Attention, je ne parle pas des livres d’art, de ceux qui exposent des oeuvres d’art dans leurs pages mais bien des livres d’artiste, ce qui n’est pas la même chose …
Jusqu’à il y a un peu plus de 2 ans, je n’en avais jamais entendu parler vraiment. J’avais bien vu des livres que je qualifiais de « très originaux » mais je ne savais pas qu’on les appelais « livres d’artistes ».
Et puis j’ai fait la connaissance d’Amandine Nabarra Piomelli , une française qui vit entre l’Italie et la Californie, photographe et … créatrice de livres d’artistes. C’est elle qui m’a fait découvrir cet univers et qui à force, à force, m’a donné envie d’aller l’explorer par mes propres moyens ; d’autant que, faisceaux de circonstances, hasard, appelons-les comme on veut, j’ai rencontré plus récemment Christine Giard, relieur d’art (donc de livres d’artistes !!) et vivant elle à New-York. Le monde est un grand village 😉
Alors voilà, le sujet de cet article, c’est de faire découvrir pour ceux qui ne le connaissent pas l’univers du livre d’artiste et … mon premier prototype …

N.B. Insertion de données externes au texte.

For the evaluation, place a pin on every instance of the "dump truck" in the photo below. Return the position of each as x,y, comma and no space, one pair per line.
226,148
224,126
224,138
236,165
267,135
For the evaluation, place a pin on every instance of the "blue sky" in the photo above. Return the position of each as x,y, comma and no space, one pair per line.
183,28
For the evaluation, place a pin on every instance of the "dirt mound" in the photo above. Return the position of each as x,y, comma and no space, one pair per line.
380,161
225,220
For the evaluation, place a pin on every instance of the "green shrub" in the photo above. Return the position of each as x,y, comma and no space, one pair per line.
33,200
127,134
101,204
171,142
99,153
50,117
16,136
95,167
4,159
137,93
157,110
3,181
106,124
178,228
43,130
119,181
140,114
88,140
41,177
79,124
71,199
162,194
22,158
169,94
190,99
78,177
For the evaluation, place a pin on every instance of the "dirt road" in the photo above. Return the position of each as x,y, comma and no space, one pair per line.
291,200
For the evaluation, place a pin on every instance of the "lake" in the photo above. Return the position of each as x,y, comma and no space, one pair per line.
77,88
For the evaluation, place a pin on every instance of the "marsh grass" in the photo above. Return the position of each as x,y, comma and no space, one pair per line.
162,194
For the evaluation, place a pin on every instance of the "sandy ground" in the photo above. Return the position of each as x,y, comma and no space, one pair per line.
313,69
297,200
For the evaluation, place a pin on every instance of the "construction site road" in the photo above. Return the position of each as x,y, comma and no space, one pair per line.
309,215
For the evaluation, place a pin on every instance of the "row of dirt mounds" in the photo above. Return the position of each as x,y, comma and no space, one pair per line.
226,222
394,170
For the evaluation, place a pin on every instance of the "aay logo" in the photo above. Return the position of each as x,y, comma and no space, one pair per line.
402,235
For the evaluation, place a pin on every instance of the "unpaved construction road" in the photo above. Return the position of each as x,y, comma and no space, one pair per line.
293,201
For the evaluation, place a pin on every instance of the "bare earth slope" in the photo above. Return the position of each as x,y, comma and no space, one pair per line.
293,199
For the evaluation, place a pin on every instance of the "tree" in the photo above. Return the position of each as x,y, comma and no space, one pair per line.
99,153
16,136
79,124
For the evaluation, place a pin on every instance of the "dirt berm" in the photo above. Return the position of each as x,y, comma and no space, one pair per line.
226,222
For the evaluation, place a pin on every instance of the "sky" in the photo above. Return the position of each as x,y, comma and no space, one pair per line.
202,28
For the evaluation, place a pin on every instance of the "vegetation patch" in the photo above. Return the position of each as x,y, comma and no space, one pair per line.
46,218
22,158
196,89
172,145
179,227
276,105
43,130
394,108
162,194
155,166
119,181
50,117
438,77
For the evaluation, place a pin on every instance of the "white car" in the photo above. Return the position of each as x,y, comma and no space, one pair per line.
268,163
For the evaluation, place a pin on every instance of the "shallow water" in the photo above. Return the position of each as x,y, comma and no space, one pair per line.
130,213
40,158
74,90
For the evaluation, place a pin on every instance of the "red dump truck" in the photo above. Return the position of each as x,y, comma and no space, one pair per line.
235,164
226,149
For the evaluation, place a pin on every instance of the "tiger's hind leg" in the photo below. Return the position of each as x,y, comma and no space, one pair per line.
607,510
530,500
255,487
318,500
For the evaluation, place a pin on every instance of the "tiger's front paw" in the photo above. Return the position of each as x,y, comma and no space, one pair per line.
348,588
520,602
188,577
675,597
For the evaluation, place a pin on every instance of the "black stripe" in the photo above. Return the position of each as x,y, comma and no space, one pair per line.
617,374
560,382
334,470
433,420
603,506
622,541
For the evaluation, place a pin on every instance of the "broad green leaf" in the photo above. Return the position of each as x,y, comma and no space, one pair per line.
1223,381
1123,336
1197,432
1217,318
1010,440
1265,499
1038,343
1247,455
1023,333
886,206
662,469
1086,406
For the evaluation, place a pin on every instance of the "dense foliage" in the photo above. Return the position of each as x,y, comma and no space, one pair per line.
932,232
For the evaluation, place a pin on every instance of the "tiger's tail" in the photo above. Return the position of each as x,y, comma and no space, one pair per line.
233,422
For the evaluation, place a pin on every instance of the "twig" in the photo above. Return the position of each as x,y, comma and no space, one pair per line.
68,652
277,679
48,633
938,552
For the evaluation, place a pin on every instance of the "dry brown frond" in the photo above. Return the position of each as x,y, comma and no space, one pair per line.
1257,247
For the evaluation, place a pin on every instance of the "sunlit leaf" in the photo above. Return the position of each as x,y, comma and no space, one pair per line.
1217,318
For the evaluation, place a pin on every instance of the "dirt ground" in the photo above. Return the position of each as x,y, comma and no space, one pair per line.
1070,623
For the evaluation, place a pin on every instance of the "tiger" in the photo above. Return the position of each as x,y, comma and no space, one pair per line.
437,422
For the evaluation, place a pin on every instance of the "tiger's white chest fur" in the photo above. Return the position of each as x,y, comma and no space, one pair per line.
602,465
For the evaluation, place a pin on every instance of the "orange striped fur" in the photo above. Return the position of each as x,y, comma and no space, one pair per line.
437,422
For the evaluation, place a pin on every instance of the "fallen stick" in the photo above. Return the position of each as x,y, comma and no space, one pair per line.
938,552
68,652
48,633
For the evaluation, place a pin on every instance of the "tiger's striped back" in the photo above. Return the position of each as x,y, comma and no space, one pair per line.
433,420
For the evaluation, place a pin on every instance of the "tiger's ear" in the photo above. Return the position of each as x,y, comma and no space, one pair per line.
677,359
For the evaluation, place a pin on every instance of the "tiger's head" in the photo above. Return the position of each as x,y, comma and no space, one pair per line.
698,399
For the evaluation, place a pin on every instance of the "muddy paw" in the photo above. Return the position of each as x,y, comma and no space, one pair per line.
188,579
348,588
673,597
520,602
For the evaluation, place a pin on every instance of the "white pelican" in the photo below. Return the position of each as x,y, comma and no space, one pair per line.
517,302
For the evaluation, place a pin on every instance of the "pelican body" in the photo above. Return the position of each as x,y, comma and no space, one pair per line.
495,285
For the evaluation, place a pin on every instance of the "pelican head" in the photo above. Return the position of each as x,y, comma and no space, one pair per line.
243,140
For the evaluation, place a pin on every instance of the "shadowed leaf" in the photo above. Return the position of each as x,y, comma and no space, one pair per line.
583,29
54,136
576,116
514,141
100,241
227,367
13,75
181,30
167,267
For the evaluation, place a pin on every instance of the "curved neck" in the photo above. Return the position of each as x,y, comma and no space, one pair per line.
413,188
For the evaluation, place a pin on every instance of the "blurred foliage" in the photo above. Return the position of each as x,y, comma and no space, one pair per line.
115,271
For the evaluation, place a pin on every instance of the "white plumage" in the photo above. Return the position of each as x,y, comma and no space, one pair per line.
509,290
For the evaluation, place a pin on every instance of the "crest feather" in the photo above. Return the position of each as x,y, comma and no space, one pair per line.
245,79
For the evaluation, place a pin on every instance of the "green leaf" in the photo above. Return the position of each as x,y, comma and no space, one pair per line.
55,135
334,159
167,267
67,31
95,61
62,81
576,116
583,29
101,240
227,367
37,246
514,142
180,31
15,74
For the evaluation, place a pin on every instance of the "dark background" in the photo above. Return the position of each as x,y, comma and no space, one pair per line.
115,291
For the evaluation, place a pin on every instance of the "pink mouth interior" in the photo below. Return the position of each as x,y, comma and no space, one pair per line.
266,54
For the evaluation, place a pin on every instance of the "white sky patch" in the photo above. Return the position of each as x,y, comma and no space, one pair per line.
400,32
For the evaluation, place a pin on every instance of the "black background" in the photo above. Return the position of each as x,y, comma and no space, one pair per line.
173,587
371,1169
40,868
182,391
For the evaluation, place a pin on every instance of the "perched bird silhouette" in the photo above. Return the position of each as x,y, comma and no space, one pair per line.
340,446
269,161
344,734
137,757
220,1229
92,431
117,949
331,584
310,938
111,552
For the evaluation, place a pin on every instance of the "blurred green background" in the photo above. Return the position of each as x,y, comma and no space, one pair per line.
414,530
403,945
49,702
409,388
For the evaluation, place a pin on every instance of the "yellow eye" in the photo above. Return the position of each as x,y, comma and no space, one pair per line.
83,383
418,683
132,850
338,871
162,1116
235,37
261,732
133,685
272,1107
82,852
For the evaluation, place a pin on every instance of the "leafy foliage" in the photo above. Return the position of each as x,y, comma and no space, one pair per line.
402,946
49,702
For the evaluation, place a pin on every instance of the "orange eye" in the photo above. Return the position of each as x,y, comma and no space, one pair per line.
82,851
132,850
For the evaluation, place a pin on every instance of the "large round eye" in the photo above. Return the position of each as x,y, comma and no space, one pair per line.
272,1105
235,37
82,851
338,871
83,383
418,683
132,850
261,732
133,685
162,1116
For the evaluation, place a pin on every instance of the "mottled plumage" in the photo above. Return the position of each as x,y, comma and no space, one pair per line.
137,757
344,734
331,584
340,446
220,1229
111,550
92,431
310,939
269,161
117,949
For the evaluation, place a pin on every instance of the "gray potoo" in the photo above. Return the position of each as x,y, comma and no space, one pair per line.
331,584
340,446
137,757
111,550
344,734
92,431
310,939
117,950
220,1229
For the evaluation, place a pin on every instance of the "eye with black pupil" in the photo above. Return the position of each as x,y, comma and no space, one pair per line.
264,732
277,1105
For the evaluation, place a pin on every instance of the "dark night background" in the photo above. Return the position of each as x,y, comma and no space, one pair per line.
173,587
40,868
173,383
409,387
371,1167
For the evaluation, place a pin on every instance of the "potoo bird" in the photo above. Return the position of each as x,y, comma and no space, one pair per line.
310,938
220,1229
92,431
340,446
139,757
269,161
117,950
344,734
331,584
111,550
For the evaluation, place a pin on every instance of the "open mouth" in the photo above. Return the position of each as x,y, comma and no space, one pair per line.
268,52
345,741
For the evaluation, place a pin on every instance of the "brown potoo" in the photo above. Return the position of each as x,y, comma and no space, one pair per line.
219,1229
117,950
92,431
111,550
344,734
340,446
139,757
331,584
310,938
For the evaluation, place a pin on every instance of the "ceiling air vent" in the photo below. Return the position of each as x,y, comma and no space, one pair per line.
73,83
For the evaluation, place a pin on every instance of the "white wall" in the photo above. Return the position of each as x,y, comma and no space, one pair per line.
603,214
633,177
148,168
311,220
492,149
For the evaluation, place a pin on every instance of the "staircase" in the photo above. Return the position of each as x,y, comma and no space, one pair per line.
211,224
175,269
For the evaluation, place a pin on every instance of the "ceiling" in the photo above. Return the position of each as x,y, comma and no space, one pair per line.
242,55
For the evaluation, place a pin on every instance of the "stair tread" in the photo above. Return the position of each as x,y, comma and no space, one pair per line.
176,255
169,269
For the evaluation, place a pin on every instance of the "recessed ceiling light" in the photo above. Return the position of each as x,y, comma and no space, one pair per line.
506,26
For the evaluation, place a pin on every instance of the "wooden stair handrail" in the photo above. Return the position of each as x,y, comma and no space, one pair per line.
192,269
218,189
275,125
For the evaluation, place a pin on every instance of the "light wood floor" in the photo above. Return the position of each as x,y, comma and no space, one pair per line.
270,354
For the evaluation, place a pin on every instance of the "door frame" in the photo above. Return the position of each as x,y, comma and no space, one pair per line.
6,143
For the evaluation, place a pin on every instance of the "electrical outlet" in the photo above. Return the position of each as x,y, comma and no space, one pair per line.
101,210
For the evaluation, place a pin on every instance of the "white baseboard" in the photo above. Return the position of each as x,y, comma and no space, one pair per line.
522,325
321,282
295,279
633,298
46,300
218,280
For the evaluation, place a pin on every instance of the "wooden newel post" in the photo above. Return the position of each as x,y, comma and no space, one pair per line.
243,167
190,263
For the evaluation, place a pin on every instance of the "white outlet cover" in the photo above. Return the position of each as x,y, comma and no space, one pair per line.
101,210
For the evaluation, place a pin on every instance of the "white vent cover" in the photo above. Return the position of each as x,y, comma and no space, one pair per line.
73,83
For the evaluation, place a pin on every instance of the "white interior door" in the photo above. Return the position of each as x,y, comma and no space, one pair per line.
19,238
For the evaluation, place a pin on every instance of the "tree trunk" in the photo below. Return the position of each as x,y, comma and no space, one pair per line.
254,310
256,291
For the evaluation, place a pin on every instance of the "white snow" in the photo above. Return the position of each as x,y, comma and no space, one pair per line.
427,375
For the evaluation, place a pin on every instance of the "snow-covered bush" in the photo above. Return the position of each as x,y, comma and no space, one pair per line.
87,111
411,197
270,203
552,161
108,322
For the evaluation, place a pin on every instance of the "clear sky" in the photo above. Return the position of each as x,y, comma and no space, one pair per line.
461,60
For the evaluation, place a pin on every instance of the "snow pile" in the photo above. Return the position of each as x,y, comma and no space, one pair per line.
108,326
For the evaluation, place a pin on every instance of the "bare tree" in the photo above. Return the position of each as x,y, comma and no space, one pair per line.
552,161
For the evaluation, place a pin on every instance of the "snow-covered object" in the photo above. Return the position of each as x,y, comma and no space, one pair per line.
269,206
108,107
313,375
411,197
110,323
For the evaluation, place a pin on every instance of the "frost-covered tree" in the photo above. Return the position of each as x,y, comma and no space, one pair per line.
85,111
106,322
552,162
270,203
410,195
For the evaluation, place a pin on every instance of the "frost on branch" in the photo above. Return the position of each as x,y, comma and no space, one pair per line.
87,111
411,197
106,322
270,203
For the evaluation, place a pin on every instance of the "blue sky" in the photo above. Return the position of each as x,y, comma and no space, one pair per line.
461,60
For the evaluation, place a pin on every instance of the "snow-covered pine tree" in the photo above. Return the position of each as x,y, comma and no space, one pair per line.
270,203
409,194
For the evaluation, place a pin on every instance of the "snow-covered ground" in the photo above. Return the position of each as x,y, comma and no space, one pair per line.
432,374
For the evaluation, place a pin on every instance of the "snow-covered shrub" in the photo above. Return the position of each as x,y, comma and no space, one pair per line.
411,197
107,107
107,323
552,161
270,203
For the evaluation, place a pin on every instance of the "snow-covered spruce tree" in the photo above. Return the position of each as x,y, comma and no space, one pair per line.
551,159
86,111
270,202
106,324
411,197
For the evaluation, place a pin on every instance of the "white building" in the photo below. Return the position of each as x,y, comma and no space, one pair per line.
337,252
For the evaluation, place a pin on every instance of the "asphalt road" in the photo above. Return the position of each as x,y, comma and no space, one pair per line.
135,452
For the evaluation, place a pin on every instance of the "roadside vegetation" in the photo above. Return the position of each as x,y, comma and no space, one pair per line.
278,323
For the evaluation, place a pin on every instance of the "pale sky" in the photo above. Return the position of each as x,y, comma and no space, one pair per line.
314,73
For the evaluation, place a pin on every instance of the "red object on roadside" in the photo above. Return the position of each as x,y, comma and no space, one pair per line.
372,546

Pour vous faire comprendre la principale différence entre un livre d’art et un livre d’artiste, j’aurais envie de vous dire que ce dernier est plutôt un livre-objet où l’expérience de la manipulation de celui qui le consulte compte presque autant que le contenu. Sa conception, la forme qu’il prend doit servir et accompagner le contenu.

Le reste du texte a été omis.